GUI-Actor: Coordinate-Free Visual Grounding for GUI Agents

Qianhui Wu; Kanzhi Cheng; Rui Yang; Chaoyun Zhang; Jianwei Yang; Huiqiang Jiang; Jian Mu; Baolin Peng; Bo Qiao; Reuben Tan; Si Qin; Lars Liden; Qingwei Lin; Huan Zhang; Tong Zhang; Jianbing Zhang; Dongmei Zhang; Jianfeng Gao

GUI-Actor: Coordinate-Free Visual Grounding for GUI Agents

Qianhui Wu, Kanzhi Cheng, Rui Yang, Chaoyun Zhang, Jianwei Yang, Huiqiang Jiang, Jian Mu, Baolin Peng, Bo Qiao, Reuben Tan, Si Qin, Lars Liden, Qingwei Lin, Huan Zhang, Tong Zhang, Jianbing Zhang, Dongmei Zhang, Jianfeng Gao

Published: 18 Sept 2025, Last Modified: 29 Oct 2025NeurIPS 2025 posterEveryoneRevisionsBibTeXCC BY 4.0

Keywords: GUI Agents, cooridinate-free visual grounding, VLM, VLA

TL;DR: We propose GUI-Actor, a VLM-based, coordinate-free GUI grounding method with an attention-based action head and verifier, achieving state-of-the-art results and strong generalization.
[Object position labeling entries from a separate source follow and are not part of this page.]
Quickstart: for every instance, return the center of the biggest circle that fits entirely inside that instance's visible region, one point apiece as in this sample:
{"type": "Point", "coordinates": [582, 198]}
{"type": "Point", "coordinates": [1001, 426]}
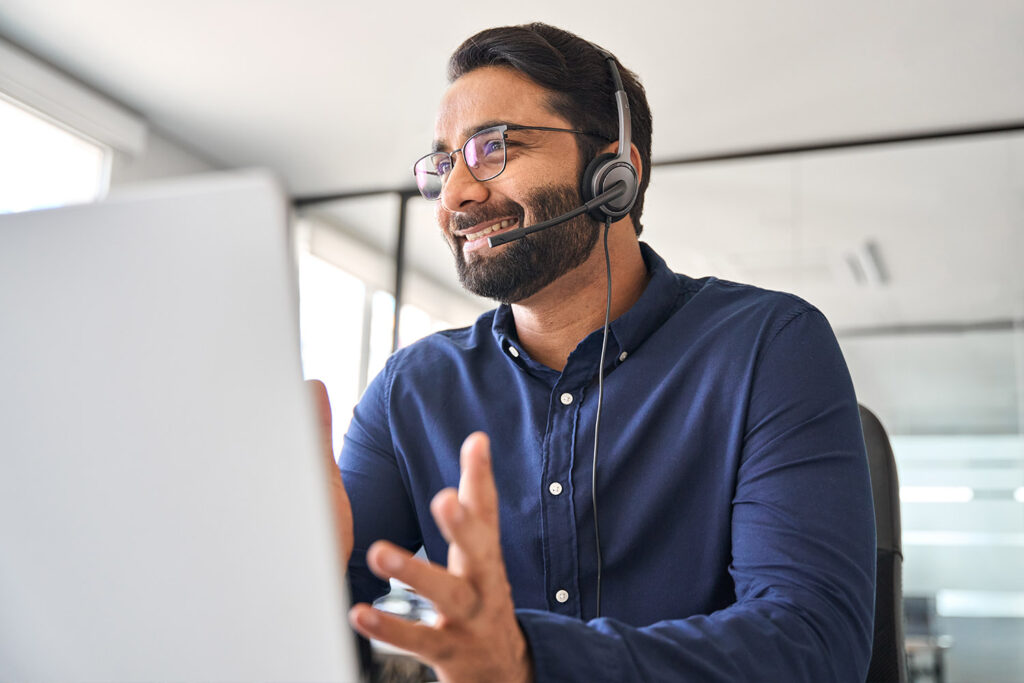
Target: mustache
{"type": "Point", "coordinates": [464, 221]}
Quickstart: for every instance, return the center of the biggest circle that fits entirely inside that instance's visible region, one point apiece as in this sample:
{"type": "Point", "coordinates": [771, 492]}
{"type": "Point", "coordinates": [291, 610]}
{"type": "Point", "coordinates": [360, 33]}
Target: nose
{"type": "Point", "coordinates": [461, 188]}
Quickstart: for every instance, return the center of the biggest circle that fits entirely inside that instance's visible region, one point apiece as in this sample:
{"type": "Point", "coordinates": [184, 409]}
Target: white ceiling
{"type": "Point", "coordinates": [338, 96]}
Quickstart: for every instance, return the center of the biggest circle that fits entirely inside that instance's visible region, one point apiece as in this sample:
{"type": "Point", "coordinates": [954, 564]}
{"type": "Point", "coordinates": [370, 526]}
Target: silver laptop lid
{"type": "Point", "coordinates": [163, 512]}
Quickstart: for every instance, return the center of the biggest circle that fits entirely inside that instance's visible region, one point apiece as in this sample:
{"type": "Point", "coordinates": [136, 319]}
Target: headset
{"type": "Point", "coordinates": [608, 187]}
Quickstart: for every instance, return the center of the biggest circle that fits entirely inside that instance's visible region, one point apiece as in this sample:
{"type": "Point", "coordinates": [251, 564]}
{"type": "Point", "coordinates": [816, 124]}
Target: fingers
{"type": "Point", "coordinates": [454, 597]}
{"type": "Point", "coordinates": [323, 402]}
{"type": "Point", "coordinates": [477, 540]}
{"type": "Point", "coordinates": [476, 486]}
{"type": "Point", "coordinates": [416, 638]}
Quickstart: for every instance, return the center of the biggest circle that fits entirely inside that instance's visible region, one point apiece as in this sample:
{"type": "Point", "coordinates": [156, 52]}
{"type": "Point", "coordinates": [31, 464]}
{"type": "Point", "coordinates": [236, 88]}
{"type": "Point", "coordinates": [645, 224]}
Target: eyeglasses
{"type": "Point", "coordinates": [484, 154]}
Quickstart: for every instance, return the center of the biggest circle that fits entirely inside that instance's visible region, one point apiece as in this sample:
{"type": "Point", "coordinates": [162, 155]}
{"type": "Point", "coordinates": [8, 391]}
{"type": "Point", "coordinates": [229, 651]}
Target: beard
{"type": "Point", "coordinates": [527, 265]}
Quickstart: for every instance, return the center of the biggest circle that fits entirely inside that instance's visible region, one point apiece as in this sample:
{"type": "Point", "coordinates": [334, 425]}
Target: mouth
{"type": "Point", "coordinates": [476, 237]}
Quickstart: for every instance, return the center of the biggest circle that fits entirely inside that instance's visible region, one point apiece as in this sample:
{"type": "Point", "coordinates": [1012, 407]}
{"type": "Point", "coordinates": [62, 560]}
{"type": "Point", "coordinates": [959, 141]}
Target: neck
{"type": "Point", "coordinates": [554, 321]}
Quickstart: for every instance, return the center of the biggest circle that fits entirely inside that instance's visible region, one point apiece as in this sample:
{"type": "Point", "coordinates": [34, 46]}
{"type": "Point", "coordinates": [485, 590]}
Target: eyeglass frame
{"type": "Point", "coordinates": [504, 128]}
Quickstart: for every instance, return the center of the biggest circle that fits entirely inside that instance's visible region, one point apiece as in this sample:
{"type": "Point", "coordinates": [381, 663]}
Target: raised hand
{"type": "Point", "coordinates": [476, 637]}
{"type": "Point", "coordinates": [339, 499]}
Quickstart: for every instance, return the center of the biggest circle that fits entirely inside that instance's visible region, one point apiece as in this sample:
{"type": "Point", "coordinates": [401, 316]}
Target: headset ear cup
{"type": "Point", "coordinates": [589, 188]}
{"type": "Point", "coordinates": [601, 174]}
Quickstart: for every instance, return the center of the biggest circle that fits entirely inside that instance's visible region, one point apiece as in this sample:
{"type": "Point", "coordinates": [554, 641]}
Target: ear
{"type": "Point", "coordinates": [612, 147]}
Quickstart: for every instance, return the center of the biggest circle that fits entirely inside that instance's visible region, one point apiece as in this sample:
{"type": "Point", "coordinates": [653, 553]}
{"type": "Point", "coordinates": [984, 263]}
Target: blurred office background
{"type": "Point", "coordinates": [868, 157]}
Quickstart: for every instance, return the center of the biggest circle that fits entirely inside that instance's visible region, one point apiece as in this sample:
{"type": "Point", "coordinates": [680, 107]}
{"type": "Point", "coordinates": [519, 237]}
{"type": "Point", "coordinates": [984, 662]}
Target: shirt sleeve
{"type": "Point", "coordinates": [803, 547]}
{"type": "Point", "coordinates": [375, 483]}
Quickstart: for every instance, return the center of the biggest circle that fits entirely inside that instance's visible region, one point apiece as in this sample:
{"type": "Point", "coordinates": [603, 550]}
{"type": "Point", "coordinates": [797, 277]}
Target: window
{"type": "Point", "coordinates": [44, 165]}
{"type": "Point", "coordinates": [346, 332]}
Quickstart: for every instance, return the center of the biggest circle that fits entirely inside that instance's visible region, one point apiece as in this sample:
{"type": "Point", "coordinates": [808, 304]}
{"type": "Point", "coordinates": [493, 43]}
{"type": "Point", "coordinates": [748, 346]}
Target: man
{"type": "Point", "coordinates": [732, 496]}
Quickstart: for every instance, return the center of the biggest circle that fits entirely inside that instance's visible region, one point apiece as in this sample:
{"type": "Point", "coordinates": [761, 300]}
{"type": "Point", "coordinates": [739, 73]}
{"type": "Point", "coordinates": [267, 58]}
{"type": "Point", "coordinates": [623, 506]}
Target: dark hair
{"type": "Point", "coordinates": [580, 82]}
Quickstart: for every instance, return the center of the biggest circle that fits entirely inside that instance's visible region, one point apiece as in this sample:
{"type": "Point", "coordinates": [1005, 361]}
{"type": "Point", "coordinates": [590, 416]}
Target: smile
{"type": "Point", "coordinates": [475, 233]}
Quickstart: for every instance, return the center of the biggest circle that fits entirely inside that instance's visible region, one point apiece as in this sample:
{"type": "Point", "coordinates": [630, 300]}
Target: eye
{"type": "Point", "coordinates": [494, 146]}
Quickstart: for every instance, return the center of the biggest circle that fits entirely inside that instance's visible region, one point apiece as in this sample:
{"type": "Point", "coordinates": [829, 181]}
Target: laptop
{"type": "Point", "coordinates": [163, 508]}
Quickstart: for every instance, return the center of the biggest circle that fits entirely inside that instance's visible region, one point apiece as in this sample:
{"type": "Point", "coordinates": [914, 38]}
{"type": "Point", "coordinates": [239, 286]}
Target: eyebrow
{"type": "Point", "coordinates": [440, 145]}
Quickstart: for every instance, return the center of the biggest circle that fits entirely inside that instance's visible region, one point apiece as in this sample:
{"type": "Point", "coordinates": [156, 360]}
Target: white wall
{"type": "Point", "coordinates": [163, 158]}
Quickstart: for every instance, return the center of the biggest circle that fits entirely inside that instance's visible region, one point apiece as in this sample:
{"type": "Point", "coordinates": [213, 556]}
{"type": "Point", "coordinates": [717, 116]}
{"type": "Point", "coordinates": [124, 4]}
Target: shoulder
{"type": "Point", "coordinates": [713, 300]}
{"type": "Point", "coordinates": [422, 359]}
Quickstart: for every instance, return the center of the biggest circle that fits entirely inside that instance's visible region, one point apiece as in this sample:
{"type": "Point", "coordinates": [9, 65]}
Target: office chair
{"type": "Point", "coordinates": [888, 657]}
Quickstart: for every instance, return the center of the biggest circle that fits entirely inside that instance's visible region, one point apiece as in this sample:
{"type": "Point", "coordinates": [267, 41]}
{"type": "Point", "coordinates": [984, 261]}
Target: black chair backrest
{"type": "Point", "coordinates": [888, 657]}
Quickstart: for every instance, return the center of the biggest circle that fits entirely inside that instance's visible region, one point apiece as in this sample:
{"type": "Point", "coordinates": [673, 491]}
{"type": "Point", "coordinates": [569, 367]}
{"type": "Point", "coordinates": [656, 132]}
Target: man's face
{"type": "Point", "coordinates": [540, 181]}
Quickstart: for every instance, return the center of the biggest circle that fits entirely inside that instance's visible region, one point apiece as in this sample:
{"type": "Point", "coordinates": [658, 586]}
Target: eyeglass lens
{"type": "Point", "coordinates": [483, 154]}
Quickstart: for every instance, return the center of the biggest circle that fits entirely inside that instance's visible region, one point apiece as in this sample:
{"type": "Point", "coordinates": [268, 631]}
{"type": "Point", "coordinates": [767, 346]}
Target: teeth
{"type": "Point", "coordinates": [491, 228]}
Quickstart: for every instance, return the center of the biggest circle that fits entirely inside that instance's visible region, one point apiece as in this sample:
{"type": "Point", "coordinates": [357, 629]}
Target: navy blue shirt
{"type": "Point", "coordinates": [734, 501]}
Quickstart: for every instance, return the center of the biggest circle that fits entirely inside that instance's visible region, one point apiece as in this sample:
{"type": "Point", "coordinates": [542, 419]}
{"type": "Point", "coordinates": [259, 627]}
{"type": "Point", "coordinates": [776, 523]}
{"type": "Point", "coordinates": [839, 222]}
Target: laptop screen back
{"type": "Point", "coordinates": [163, 510]}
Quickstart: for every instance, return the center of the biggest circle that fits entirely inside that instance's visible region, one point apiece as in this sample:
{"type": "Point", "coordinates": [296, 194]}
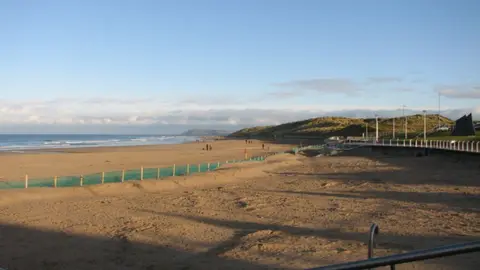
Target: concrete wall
{"type": "Point", "coordinates": [420, 152]}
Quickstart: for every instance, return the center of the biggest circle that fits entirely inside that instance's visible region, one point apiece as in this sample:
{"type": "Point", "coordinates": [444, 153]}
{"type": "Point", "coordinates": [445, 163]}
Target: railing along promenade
{"type": "Point", "coordinates": [451, 145]}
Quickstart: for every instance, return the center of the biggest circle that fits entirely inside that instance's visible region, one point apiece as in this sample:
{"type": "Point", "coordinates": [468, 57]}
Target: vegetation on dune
{"type": "Point", "coordinates": [344, 126]}
{"type": "Point", "coordinates": [445, 135]}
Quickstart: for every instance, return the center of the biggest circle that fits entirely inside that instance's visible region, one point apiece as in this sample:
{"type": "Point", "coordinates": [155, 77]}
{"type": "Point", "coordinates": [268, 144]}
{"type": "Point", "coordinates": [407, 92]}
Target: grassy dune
{"type": "Point", "coordinates": [343, 126]}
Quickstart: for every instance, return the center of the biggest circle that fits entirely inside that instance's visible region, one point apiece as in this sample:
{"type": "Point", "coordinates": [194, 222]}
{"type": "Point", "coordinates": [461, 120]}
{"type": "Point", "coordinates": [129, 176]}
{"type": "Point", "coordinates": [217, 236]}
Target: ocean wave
{"type": "Point", "coordinates": [77, 142]}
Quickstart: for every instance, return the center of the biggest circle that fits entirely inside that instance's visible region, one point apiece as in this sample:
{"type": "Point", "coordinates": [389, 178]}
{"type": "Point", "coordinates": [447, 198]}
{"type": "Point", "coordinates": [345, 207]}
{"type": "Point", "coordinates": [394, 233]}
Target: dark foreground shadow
{"type": "Point", "coordinates": [395, 243]}
{"type": "Point", "coordinates": [24, 248]}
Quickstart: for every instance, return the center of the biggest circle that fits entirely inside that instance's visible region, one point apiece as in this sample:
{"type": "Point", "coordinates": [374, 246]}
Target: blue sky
{"type": "Point", "coordinates": [234, 62]}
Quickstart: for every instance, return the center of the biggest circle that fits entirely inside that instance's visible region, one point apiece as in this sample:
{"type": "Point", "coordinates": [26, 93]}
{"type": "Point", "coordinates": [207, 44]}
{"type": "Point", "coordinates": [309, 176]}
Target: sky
{"type": "Point", "coordinates": [165, 66]}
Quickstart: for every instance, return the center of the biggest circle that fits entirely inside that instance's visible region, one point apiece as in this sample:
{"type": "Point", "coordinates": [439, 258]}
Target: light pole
{"type": "Point", "coordinates": [406, 121]}
{"type": "Point", "coordinates": [424, 125]}
{"type": "Point", "coordinates": [366, 130]}
{"type": "Point", "coordinates": [393, 128]}
{"type": "Point", "coordinates": [439, 109]}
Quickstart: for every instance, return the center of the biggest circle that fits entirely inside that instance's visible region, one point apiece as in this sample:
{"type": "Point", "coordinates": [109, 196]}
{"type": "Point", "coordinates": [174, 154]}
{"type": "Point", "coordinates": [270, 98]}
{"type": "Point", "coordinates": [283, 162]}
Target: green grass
{"type": "Point", "coordinates": [446, 136]}
{"type": "Point", "coordinates": [323, 127]}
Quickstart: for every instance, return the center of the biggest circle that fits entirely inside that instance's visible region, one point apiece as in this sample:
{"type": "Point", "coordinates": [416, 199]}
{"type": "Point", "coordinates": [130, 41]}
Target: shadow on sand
{"type": "Point", "coordinates": [396, 243]}
{"type": "Point", "coordinates": [24, 248]}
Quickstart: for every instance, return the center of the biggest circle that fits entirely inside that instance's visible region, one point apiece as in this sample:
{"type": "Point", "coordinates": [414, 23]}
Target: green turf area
{"type": "Point", "coordinates": [446, 136]}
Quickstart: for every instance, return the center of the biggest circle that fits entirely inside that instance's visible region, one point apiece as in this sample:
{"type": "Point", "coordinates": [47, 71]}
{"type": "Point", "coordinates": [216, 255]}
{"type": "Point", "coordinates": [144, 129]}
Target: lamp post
{"type": "Point", "coordinates": [393, 128]}
{"type": "Point", "coordinates": [406, 121]}
{"type": "Point", "coordinates": [366, 130]}
{"type": "Point", "coordinates": [424, 125]}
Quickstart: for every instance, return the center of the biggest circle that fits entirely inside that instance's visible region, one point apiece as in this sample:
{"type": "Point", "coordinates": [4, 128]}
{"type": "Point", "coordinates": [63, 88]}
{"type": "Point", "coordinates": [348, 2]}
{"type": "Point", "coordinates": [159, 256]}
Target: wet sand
{"type": "Point", "coordinates": [289, 212]}
{"type": "Point", "coordinates": [82, 161]}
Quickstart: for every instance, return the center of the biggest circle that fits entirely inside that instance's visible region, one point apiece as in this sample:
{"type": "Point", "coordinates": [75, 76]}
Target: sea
{"type": "Point", "coordinates": [21, 142]}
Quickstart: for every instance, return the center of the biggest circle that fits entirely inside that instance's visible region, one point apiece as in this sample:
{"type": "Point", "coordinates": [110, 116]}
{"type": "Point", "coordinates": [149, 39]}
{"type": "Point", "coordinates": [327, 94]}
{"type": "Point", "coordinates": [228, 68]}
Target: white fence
{"type": "Point", "coordinates": [460, 146]}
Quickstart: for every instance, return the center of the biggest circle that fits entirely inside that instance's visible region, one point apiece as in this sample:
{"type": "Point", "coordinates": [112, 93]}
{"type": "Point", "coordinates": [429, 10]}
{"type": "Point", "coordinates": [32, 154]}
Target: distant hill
{"type": "Point", "coordinates": [343, 126]}
{"type": "Point", "coordinates": [205, 132]}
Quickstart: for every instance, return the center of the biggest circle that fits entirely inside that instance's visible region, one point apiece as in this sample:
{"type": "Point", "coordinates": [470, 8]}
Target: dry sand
{"type": "Point", "coordinates": [289, 212]}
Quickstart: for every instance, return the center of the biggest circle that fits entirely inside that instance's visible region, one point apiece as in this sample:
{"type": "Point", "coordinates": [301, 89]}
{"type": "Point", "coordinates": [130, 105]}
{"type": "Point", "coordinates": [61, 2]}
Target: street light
{"type": "Point", "coordinates": [424, 125]}
{"type": "Point", "coordinates": [366, 129]}
{"type": "Point", "coordinates": [393, 128]}
{"type": "Point", "coordinates": [406, 121]}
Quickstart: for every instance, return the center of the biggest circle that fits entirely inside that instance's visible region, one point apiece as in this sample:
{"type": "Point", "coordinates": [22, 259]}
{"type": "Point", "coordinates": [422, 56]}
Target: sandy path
{"type": "Point", "coordinates": [66, 162]}
{"type": "Point", "coordinates": [289, 212]}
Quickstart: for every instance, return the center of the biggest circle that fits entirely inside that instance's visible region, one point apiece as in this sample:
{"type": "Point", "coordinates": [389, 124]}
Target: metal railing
{"type": "Point", "coordinates": [460, 146]}
{"type": "Point", "coordinates": [393, 260]}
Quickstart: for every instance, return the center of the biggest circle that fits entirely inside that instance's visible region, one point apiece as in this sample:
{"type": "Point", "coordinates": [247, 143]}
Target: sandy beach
{"type": "Point", "coordinates": [77, 161]}
{"type": "Point", "coordinates": [288, 212]}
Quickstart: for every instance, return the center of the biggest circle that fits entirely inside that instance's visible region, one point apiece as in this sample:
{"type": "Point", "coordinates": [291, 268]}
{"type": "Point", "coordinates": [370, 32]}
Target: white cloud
{"type": "Point", "coordinates": [373, 80]}
{"type": "Point", "coordinates": [153, 112]}
{"type": "Point", "coordinates": [459, 91]}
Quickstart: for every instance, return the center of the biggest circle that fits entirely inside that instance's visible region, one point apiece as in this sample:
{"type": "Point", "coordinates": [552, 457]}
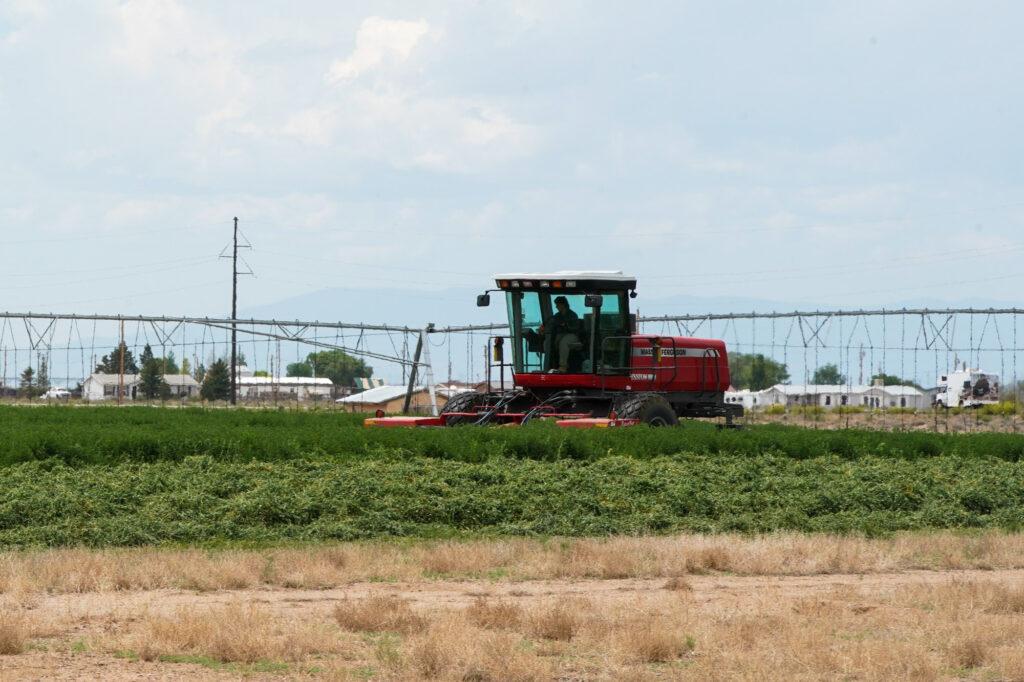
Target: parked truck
{"type": "Point", "coordinates": [967, 388]}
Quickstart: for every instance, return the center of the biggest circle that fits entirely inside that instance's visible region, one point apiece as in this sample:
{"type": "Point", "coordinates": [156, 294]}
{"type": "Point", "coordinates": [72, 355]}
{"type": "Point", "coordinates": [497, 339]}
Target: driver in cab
{"type": "Point", "coordinates": [562, 328]}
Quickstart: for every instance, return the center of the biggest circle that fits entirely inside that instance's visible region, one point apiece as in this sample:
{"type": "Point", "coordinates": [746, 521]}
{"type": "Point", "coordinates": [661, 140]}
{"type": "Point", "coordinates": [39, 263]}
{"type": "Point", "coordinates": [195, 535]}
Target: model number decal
{"type": "Point", "coordinates": [669, 351]}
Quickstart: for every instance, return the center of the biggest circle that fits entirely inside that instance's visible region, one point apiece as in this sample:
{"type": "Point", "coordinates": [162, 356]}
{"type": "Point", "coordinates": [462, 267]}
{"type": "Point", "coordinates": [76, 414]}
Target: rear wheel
{"type": "Point", "coordinates": [650, 409]}
{"type": "Point", "coordinates": [467, 401]}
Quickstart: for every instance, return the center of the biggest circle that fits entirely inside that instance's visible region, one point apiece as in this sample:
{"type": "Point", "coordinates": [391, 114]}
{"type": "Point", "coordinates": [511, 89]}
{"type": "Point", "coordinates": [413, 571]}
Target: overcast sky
{"type": "Point", "coordinates": [853, 154]}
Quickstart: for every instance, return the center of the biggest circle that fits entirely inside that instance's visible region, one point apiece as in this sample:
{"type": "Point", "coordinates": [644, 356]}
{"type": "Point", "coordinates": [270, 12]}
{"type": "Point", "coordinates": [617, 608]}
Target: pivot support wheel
{"type": "Point", "coordinates": [650, 409]}
{"type": "Point", "coordinates": [467, 401]}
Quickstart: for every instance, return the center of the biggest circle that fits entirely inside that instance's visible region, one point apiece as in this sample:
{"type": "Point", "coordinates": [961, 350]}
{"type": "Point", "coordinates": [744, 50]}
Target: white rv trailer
{"type": "Point", "coordinates": [967, 388]}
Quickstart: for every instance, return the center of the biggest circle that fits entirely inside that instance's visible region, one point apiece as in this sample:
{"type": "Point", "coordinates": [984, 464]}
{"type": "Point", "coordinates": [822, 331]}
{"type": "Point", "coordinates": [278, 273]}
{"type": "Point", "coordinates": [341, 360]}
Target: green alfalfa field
{"type": "Point", "coordinates": [104, 476]}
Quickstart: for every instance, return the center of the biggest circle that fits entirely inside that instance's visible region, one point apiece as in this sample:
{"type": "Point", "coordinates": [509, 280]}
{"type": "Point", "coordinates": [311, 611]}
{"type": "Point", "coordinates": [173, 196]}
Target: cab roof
{"type": "Point", "coordinates": [589, 275]}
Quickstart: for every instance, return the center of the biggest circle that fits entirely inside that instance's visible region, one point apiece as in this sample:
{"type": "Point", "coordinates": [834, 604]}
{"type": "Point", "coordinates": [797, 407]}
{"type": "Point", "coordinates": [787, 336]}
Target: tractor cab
{"type": "Point", "coordinates": [577, 358]}
{"type": "Point", "coordinates": [568, 323]}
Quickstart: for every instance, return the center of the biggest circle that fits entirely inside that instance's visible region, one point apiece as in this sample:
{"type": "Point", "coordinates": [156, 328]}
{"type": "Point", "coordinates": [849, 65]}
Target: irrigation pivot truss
{"type": "Point", "coordinates": [915, 345]}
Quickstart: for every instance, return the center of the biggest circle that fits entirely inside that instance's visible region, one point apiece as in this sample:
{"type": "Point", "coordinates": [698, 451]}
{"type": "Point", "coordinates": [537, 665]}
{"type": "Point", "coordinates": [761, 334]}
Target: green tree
{"type": "Point", "coordinates": [170, 365]}
{"type": "Point", "coordinates": [152, 382]}
{"type": "Point", "coordinates": [756, 372]}
{"type": "Point", "coordinates": [337, 366]}
{"type": "Point", "coordinates": [217, 382]}
{"type": "Point", "coordinates": [112, 364]}
{"type": "Point", "coordinates": [828, 375]}
{"type": "Point", "coordinates": [27, 385]}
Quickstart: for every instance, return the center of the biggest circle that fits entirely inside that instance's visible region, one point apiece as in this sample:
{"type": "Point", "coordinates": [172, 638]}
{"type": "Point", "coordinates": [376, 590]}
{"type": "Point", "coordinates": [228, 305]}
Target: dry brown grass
{"type": "Point", "coordinates": [451, 649]}
{"type": "Point", "coordinates": [379, 613]}
{"type": "Point", "coordinates": [912, 627]}
{"type": "Point", "coordinates": [781, 554]}
{"type": "Point", "coordinates": [14, 632]}
{"type": "Point", "coordinates": [583, 623]}
{"type": "Point", "coordinates": [495, 614]}
{"type": "Point", "coordinates": [231, 633]}
{"type": "Point", "coordinates": [559, 621]}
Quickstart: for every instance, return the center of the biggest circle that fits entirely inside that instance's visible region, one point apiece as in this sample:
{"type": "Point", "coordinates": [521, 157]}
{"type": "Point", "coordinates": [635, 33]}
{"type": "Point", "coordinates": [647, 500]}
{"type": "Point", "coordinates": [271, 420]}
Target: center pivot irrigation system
{"type": "Point", "coordinates": [573, 351]}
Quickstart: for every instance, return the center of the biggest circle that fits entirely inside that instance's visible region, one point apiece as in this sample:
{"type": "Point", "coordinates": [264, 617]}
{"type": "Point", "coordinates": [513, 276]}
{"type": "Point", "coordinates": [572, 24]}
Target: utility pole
{"type": "Point", "coordinates": [235, 311]}
{"type": "Point", "coordinates": [860, 378]}
{"type": "Point", "coordinates": [121, 369]}
{"type": "Point", "coordinates": [235, 301]}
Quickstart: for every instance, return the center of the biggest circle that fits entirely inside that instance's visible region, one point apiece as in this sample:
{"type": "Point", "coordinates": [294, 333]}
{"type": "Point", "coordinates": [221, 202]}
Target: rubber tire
{"type": "Point", "coordinates": [650, 409]}
{"type": "Point", "coordinates": [467, 401]}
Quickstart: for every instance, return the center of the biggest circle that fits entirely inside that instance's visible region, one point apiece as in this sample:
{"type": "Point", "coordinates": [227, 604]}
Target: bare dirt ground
{"type": "Point", "coordinates": [953, 421]}
{"type": "Point", "coordinates": [916, 606]}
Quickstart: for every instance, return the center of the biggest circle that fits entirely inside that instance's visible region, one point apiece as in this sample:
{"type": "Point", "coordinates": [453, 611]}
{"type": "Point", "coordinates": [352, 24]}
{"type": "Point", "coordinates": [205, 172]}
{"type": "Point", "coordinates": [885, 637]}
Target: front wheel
{"type": "Point", "coordinates": [650, 409]}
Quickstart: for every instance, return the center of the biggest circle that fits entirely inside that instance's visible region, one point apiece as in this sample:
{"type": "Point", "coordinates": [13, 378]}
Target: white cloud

Abstract: One of the principal challenges in building VLM-powered GUI agents is visual grounding—localizing the appropriate screen region for action execution based on both the visual content and the textual plans. Most existing work formulates this as a text-based coordinate generation task. However, these approaches suffer from several limitations: weak spatial-semantic alignment due to lack of explicit spatial supervision; inability to handle ambiguous supervision targets, as single-point predictions penalize valid variations; and a mismatch between the dense nature of screen coordinates and the coarse, patch-level granularity of visual features extracted by models like Vision Transformers. In this paper, we propose **GUI-Actor**, a VLM-based method for coordinate-free GUI grounding. At its core, **GUI-Actor** introduces an attention-based action head that learns to align a dedicated `<ACTOR>` token with all relevant visual patch tokens, enabling the model to propose one or more action regions in a single forward pass. In line with this, we further design a grounding verifier to evaluate and select the most plausible action region from the candidates proposed for action execution. Extensive experiments show that **GUI-Actor** outperforms prior state-of-the-art methods on multiple GUI action grounding benchmarks, with improved generalization to unseen screen resolutions and layouts. Notably, **GUI-Actor-7B** achieves scores of **40.7** with Qwen2-VL and **44.6** with Qwen2.5-VL as backbones, outperforming **UI-TARS-72B (38.1)** on ScreenSpot-Pro, with significantly fewer parameters and training data. Furthermore, by incorporating the verifier, we find that fine-tuning only the newly introduced action head (~100M parameters for 7B model) while keeping the VLM backbone frozen is sufficient to achieve performance comparable to previous state-of-the-art models, highlighting that **GUI-Actor** can endow the underlying VLM with effective grounding capabilities without compromising its general-purpose strengths. Project page: [https://aka.ms/GUI-Actor](https://aka.ms/GUI-Actor)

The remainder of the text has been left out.